A smart grid will typically incorporate a number of different common elements. The first of these is advanced metering infrastructure, which gives them their commonly used name: smart meters. These are often accompanied by controls and demand response capabilities that are behind the meter in the case of utility smart grids.
Additionally, smart grids will incorporate distributed generation, typically spread across a large number of small-scale power producers. A range of technologies can be incorporated into a smart grid to provide multiple energy vectors, such as solar and wind providing electricity or heat pumps and biomass providing heat. Intelligent monitoring and controls allow this mix of generation to be used effectively across a number of different sites and end users, dynamically balancing available supply with demand.

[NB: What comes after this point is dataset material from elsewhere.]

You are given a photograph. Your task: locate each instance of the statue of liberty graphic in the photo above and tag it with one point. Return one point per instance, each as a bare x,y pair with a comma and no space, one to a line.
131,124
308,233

Typically, generation technology will be supplemented by storage, usually battery energy storage systems (BESS). The ability to store electricity reliably opens up much greater efficiency across a smart grid, allowing excess generation to be stored and more easily balancing demand across multiple end-users. In the case of smart microgrids, batteries increasingly form the centre of the grid and are typically accompanied by sophisticated energy management software that monitors other aspects of the smart grid and intelligently manages their operation. For larger, utility-scale smart grids, storage continues to occupy a key role, storing generated energy as well as allowing end users to better engage with the smart grid, pushing and pulling electricity as required rather than being passive bill payers.
Lastly, smart grids require sufficient digital communication infrastructure to allow the different elements of the grid to be connected, monitored and controlled in real-time. Smart grids are part of the wider ‘Internet of Things’ technology concept, where increasing amounts of equipment and infrastructure has communication capabilities and is interlinked. This provides utility providers and end users alike far greater insight and access to data, as well as being able to dynamically monitor and control equipment across a grid from a central location.
Smart grids help to reduce energy consumption and costs through intelligent application of data. This includes more accurate preventative maintenance and greater energy efficiency by using data to identify areas of improvement. Integrating various green energy technologies also makes smart grids cleaner, while reduced outages and lower costs through smart monitoring also offers lower energy costs.